Force Aware Branch Manipulation To Assist Agricultural Tasks
Madhav Rijal, Rashik Shrestha, Trevor Smith, Yu Gu
TL;DR
This work addresses the challenge of manipulating natural, deformable branches in agricultural settings under occlusion by proposing a geometry-guided, force-aware motion-planning framework. A 2D differential-geometry-based branch model informs a constrained RRT* planner, while online force feedback triggers re-planning to keep contact forces below a defined threshold. The approach does not require individual branch parameter tuning, instead relying on safety zones and force-based replanning to generalize across branch geometries. Experimental results with a UR5 and force sensor demonstrate substantial force reduction and a 39/50 success rate under force constraints, indicating practical potential for improving tasks such as pollination, pruning, and harvesting in canopy environments.
Abstract
This study presents a methodology to safely manipulate branches to aid various agricultural tasks. Humans in a real agricultural environment often manipulate branches to perform agricultural tasks effectively, but current agricultural robots lack this capability. This proposed strategy to manipulate branches can aid in different precision agriculture tasks, such as fruit picking in dense foliage, pollinating flowers under occlusion, and moving overhanging vines and branches for navigation.
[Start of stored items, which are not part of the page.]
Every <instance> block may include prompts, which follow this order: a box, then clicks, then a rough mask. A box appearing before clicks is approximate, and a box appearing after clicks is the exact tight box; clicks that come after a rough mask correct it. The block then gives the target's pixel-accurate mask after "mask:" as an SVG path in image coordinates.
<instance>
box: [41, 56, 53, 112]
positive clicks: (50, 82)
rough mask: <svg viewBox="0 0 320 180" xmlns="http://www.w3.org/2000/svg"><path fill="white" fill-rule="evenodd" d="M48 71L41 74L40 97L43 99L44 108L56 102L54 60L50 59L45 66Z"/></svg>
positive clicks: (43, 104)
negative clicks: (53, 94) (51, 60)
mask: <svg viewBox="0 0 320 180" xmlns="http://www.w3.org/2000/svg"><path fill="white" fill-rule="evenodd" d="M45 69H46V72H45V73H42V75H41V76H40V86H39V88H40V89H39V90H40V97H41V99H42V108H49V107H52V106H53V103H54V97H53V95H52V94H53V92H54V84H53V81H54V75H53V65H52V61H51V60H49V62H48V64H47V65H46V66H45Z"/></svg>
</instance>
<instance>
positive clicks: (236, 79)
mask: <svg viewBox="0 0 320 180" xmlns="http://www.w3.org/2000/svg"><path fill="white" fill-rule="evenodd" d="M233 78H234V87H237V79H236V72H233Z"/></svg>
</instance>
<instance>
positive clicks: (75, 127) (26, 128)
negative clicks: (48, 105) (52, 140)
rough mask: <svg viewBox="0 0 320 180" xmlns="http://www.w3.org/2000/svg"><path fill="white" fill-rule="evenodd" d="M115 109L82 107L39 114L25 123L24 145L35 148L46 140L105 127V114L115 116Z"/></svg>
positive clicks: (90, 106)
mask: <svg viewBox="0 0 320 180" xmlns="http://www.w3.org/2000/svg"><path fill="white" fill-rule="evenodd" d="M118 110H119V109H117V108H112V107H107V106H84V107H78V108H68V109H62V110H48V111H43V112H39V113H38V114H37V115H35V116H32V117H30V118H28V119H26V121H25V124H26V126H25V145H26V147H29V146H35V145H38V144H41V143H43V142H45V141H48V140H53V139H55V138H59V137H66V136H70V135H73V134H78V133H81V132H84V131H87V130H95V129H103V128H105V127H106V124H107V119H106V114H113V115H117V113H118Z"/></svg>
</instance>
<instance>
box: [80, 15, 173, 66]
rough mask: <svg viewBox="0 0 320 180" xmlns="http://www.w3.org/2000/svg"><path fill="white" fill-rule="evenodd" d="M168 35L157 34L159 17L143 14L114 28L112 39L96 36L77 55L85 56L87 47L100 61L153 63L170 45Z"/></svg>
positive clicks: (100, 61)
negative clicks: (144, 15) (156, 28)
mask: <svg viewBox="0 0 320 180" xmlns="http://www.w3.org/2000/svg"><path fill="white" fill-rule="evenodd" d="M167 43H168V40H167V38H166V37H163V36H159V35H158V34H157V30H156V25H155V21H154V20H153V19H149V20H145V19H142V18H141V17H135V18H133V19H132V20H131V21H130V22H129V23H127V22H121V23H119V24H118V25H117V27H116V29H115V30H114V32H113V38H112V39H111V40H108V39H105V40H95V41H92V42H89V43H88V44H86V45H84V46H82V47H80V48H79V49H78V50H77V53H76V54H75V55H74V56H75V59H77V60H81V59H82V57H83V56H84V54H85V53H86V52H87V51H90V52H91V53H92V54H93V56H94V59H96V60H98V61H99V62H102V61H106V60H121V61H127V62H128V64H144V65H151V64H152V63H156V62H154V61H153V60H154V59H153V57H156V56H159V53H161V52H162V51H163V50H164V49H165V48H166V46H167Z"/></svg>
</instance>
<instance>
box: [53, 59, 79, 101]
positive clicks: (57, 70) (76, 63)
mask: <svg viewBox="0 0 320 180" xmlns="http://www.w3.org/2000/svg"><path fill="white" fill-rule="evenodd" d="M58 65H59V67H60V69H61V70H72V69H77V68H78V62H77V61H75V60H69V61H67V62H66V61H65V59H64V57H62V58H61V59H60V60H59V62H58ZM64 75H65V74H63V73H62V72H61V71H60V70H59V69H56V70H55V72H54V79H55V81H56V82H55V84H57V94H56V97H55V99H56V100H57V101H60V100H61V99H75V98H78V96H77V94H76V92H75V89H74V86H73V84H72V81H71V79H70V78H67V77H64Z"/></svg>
The proposed method modifies RRT* to plan a path that satisfies the branch geometric constraints and obeys branch deformable characteristics. Re-planning is done to obtain a path that helps the robot exert force within a desired range so that branches are not damaged during manipulation. Experimentally, this method achieved a success rate of 78% across 50 trials, successfully moving a branch from different starting points to a target region.